• Rachele A. Regalado Guidance and Counseling & Testing Department, UST Angelicum College 112 MJ Cuenco St., Brgy. Sto. Domingo, Quezon City, Philippines



distance learning, academic stress, coping self-efficacy, senior high school students


Purpose – Throughout the high school years, especially for senior high school (SHS) level, academic stress emerges as the prevalent
psychological state among students, particularly due to the simultaneous occurrence of adolescence and the increased intensity
of academic obligations and responsibilities that must be fulfilled during this stage. As they approach college, they face the added
pressure of making important career-related choices, which further intensifies the challenges they encounter during this phase. With
classes transitioning to online platforms as an alternative measure for schools during the SARS-CoV-2 outbreak in the Philippines, presented numerous challenges and difficulties, it is crucial to examine the academic stress and coping self-efficacy among SHS students during this transition period. Additionally, this study aimed to investigate the predictors of academic stress and coping self-efficacy utilizing the sociodemographic profile of the participants.

Methodology – A descriptive research design was employed in the study. A total of 446 SHS students from Grade 11 to Grade 12 in one of the academic institutions in Quezon City were purposively selected to participate by answering two self-administered online measures on academic stress (Educational Stress Scale for Adolescents) and coping self-efficacy (Coping Self-Efficacy Scale). The collected data analyzed using SPSS v25.

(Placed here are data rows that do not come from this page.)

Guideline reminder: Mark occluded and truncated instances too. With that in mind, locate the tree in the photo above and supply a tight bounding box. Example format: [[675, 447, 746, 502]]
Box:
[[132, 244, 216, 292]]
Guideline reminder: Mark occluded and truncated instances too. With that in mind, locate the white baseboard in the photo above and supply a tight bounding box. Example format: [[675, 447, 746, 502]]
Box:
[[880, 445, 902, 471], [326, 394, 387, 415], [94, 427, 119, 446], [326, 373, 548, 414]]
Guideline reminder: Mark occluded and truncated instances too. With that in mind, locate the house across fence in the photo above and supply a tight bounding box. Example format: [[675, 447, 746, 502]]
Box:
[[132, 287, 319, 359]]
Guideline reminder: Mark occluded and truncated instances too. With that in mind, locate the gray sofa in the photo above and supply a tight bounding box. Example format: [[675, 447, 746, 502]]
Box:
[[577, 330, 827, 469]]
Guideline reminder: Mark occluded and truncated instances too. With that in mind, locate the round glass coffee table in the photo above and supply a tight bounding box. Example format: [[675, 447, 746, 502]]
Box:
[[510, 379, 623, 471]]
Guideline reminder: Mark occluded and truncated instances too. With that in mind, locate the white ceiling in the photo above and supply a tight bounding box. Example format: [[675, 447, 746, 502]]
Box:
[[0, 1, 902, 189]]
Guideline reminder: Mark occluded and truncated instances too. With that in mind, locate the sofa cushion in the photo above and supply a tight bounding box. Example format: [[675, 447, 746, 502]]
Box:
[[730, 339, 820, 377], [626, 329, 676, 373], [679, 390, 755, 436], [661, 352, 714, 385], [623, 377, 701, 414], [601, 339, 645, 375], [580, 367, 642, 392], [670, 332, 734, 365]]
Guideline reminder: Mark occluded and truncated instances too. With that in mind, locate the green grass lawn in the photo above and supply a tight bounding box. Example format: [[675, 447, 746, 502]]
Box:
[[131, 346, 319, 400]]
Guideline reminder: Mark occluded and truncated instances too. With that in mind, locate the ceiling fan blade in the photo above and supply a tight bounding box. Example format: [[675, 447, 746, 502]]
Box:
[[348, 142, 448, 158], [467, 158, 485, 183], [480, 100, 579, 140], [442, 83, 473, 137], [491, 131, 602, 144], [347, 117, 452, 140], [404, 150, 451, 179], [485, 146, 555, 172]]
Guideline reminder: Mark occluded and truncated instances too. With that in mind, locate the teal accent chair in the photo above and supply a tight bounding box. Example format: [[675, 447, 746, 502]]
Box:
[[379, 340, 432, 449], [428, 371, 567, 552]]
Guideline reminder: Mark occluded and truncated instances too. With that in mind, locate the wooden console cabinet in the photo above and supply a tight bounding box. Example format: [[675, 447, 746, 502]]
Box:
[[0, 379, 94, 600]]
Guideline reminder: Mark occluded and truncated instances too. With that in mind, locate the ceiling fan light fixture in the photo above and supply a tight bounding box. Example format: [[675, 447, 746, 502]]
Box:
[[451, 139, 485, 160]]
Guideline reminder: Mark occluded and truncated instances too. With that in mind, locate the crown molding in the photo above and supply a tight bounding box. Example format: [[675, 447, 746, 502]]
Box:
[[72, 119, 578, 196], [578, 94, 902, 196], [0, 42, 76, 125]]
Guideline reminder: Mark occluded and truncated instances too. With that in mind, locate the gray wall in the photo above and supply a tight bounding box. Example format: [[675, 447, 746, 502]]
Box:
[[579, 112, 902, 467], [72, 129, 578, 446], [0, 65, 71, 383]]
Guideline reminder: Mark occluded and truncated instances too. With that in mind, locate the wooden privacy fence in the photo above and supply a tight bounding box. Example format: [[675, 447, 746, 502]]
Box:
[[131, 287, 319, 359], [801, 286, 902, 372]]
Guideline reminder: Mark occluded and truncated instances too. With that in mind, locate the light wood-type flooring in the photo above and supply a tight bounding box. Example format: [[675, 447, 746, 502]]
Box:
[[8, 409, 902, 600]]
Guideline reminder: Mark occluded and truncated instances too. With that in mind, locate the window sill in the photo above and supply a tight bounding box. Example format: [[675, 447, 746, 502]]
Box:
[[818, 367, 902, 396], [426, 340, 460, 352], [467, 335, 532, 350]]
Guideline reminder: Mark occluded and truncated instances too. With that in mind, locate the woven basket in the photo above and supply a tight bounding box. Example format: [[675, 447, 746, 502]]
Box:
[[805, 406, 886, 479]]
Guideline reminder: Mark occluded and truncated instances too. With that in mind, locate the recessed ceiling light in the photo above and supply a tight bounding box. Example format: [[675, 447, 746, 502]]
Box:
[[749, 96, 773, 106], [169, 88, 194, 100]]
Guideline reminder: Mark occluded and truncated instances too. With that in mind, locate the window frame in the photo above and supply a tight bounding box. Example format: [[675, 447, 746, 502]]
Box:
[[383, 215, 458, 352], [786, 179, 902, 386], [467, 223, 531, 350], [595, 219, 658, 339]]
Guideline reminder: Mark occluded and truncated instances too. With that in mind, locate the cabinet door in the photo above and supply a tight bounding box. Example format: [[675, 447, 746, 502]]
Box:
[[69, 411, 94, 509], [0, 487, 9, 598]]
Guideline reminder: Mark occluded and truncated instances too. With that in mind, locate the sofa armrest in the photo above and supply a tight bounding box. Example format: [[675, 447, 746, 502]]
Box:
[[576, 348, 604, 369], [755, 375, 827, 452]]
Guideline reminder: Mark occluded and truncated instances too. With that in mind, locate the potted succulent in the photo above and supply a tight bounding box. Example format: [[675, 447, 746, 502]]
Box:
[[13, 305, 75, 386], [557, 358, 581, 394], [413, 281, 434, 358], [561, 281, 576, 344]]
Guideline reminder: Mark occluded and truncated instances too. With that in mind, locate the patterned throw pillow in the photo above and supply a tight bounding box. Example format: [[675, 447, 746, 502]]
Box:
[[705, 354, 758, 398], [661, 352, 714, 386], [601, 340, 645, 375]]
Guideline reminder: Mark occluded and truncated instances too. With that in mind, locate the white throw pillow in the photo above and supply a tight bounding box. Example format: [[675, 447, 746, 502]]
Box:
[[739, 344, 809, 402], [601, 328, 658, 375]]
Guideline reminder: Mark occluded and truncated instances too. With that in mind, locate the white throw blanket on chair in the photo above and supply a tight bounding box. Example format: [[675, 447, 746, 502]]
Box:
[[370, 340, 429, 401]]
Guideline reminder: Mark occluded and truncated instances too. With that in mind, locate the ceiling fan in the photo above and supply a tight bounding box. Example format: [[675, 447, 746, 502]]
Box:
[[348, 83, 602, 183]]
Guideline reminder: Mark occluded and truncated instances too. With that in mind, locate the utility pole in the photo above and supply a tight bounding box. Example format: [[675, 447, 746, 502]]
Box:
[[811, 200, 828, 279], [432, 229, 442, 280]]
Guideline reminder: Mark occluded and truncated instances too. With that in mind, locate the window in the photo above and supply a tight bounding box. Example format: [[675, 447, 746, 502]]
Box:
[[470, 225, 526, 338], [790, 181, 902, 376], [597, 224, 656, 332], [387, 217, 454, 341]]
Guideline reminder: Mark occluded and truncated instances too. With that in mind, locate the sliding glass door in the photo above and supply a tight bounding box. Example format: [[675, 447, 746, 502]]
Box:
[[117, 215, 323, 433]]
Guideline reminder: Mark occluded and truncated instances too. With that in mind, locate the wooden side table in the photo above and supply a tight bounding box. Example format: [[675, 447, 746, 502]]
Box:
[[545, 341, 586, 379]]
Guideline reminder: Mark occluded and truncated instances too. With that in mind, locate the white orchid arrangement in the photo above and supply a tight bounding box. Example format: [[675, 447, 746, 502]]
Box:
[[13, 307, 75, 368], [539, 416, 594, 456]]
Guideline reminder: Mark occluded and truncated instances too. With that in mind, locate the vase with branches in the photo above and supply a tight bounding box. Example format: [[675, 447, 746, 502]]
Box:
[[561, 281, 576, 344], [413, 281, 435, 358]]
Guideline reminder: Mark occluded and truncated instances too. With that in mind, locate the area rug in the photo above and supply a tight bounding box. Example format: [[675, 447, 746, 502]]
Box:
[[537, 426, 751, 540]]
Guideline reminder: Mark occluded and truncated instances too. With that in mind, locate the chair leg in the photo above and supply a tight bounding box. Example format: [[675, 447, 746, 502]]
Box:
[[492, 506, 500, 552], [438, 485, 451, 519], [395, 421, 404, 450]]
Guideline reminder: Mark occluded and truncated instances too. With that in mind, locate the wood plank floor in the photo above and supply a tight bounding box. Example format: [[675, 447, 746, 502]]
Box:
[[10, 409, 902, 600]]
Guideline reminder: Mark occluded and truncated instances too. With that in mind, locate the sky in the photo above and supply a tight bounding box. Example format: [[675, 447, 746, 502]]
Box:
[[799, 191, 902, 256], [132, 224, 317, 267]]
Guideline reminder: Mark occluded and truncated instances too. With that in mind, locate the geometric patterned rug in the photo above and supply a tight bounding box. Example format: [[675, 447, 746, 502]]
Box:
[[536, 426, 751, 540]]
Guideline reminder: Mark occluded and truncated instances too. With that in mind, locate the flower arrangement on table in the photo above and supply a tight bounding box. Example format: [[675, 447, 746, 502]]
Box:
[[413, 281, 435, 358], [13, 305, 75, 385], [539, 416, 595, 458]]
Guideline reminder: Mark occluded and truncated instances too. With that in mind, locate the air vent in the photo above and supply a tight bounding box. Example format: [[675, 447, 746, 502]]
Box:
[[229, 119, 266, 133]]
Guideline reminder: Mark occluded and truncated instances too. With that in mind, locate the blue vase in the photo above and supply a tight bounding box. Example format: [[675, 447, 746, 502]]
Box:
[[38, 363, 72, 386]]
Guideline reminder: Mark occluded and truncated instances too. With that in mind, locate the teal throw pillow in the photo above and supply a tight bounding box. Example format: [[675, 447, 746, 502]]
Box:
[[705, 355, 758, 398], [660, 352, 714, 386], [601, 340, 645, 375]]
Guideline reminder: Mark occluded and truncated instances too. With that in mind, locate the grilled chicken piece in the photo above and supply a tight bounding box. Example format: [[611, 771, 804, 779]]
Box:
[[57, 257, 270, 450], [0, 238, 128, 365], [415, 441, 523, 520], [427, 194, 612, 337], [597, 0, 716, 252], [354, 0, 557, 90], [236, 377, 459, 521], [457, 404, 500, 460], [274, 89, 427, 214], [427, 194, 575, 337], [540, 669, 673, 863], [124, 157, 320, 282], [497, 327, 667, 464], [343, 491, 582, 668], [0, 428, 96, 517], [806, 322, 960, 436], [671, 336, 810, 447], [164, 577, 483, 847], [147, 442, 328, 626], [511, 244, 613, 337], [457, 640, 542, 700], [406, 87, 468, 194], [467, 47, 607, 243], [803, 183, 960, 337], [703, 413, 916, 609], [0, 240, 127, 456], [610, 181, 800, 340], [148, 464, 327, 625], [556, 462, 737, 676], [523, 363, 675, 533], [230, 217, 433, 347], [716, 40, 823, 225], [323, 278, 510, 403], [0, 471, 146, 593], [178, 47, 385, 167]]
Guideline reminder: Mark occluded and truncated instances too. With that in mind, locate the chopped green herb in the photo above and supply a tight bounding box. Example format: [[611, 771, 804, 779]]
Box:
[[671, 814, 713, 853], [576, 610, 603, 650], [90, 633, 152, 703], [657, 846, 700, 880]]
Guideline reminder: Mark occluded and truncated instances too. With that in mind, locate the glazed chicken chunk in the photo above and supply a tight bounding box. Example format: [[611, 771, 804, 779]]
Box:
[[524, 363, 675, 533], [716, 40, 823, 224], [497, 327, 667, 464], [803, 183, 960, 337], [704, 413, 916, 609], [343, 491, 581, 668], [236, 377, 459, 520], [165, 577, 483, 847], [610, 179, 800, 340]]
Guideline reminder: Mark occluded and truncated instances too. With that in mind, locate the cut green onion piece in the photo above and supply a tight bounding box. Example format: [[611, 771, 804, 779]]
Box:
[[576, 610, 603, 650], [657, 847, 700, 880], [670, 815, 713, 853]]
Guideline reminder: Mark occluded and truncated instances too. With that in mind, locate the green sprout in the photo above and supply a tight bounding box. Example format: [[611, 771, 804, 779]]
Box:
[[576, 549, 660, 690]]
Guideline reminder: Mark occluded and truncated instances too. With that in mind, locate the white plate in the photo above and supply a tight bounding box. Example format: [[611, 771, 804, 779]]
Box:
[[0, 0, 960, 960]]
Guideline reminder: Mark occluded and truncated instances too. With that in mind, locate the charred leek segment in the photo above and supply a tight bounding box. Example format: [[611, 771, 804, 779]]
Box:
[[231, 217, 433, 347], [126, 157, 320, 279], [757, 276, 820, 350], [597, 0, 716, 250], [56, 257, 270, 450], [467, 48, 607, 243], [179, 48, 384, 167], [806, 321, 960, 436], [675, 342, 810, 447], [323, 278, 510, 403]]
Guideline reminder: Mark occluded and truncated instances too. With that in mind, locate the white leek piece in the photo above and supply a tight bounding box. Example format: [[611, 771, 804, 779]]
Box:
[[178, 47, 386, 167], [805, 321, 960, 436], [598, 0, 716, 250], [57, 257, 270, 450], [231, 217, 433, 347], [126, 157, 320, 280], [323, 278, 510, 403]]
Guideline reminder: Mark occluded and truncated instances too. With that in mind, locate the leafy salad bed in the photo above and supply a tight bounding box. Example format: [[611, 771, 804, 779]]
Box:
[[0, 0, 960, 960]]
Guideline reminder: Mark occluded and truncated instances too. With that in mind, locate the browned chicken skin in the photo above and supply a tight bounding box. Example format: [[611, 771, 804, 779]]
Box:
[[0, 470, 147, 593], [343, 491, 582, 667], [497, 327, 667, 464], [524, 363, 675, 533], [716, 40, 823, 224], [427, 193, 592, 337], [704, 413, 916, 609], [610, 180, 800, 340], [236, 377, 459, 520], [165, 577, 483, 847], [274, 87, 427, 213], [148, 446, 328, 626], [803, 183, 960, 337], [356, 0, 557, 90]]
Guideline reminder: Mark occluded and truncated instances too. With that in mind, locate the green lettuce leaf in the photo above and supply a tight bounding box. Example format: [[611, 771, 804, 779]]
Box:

Findings – Results revealed that self-expectation (M = 3.65) and workload (M = 3.45) are the primary sources of academic stress, and
SHS students are more confident utilizing problem-solving (M = 6.17) to cope with academic stress. Further, being female (P= 0.01), level (P = 0.08), and belonging to the HUMSS (Humanities and Social Sciences) strand (P = .08) increase stress scores. A significant negative correlation of -0.26 (95% CI:-0.35, -0.17) between stress and coping self-efficacy was also found, which suggests that as academic stress increases, coping self-efficacy decreases. Further, being a female, SHS2, and in the HUMSS strandtends to increase academic stress, while being a female who is unemployed and/or a mother whose working at home scores relatively low with coping self-efficacy.

Significance – These findings have educational implications. It highlights the factors to be considered by offering guidance to counselors and educators in developing intervention programs, focusing on psychological well-being and skill enhancement that would help mitigate the adverse outcomes of this period of disruption.